Table 3. The best PSNR and CR for default values for the suggested control parameters

Fig. 3.

The effect of N_pass in (Wavelet) and Blk (in DCT) on the relation between PSNR and CR

Fig. 4.

The effect of (Q₀), (Q₁) and (α), on the relation between PSNR and CR

Fig. 5.

The effect of sampling rate on the relation between PSNR and CR

Fig. 6.

The effect of sampling resolution on the relation between PSNR and CR

Fig. 7.

The effect of run-length on the compression results

Fig. 8.

A comparison between the results of DCT and Wavelet audio compression methods

Table 4. A comparison between LZW and DSC in encoding and decoding time in wavelet and DCT

4 Comparisons with Previous Studies

It is difficult to make a comparison between the results of sound pressure, due to the lack of the same samples used in those researches, since they are not standardized and each research used samples different from others in other research. Because of that, a comparison was made between the results of the same audio file (test 5) used in a previous search [9], and the results showed in Table 5 a very good CR and PSNR.

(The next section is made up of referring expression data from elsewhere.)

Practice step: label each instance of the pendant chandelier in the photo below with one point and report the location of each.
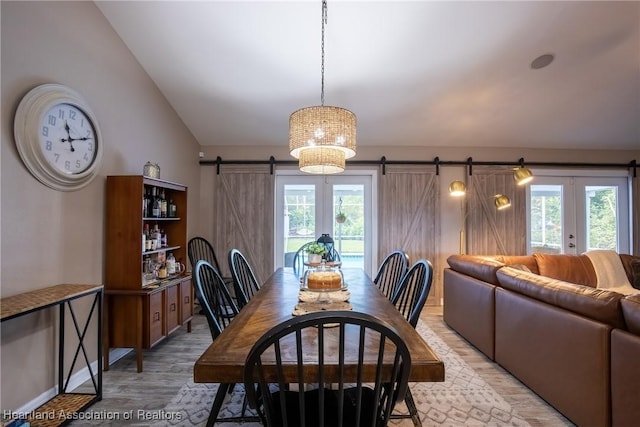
(322, 137)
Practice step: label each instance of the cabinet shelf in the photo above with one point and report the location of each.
(153, 218)
(139, 314)
(167, 249)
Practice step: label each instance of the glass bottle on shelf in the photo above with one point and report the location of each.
(171, 264)
(163, 204)
(155, 211)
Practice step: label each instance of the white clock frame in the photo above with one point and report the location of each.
(28, 119)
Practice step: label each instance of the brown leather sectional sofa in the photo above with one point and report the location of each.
(542, 319)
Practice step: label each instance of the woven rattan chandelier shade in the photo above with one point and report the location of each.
(322, 126)
(322, 137)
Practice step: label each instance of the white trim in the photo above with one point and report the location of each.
(75, 381)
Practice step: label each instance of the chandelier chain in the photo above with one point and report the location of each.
(324, 21)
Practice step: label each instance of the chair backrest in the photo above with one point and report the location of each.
(199, 248)
(244, 281)
(301, 257)
(216, 302)
(413, 291)
(391, 271)
(351, 402)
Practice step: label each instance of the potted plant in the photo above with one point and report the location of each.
(315, 251)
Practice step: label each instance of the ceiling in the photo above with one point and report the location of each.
(415, 73)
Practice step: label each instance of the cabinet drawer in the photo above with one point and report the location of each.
(172, 309)
(155, 317)
(186, 301)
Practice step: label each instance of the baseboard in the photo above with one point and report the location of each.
(75, 381)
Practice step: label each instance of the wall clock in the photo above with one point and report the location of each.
(58, 137)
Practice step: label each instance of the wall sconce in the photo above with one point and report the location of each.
(522, 175)
(459, 189)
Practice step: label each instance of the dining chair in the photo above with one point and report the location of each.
(410, 298)
(337, 400)
(391, 271)
(244, 281)
(199, 248)
(219, 309)
(301, 257)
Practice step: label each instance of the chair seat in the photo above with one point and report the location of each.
(331, 405)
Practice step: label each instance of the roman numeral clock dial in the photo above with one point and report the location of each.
(58, 137)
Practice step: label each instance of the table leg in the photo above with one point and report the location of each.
(105, 334)
(139, 335)
(217, 403)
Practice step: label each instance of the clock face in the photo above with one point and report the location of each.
(67, 138)
(57, 137)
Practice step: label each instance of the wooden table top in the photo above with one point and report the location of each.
(223, 361)
(27, 302)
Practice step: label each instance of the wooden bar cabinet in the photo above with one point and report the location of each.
(141, 311)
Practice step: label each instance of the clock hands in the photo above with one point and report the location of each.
(69, 139)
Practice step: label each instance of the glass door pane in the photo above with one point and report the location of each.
(307, 207)
(546, 228)
(571, 215)
(299, 218)
(348, 231)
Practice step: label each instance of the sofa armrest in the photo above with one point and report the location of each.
(480, 268)
(631, 313)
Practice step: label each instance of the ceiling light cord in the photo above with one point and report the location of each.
(324, 21)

Table 5. Comparison of the performance results on(test 5) file

5 Conclusion

From the conducted test results on the proposed audio compression system, the compression method achieved good results in terms of CR and PSNR. The increase in the quantization step (i.e.; Q₀, Q₁, and α) and block size (Blk) lead to an increment in the attend CR while a decrease in the PSNR fidelity value. DCT compression is better than bi-orthogonal wavelet transform in terms of CR and PSNR. The use of run-length displays a significant improvement in CR. DSC compression method showed excellent results for CR and very close to the LZW compression method at the same PSNR. When the proposed DSC technique is applied, the encoding and decoding time has been reduced compared to the LZW technique.

As a future suggestion additional enhancements can be made to the proposed entropy encoder system to increase the CR. Also, another coding technique such as Arithmetic Coding can be performed to determine the performance of the proposed encoder system.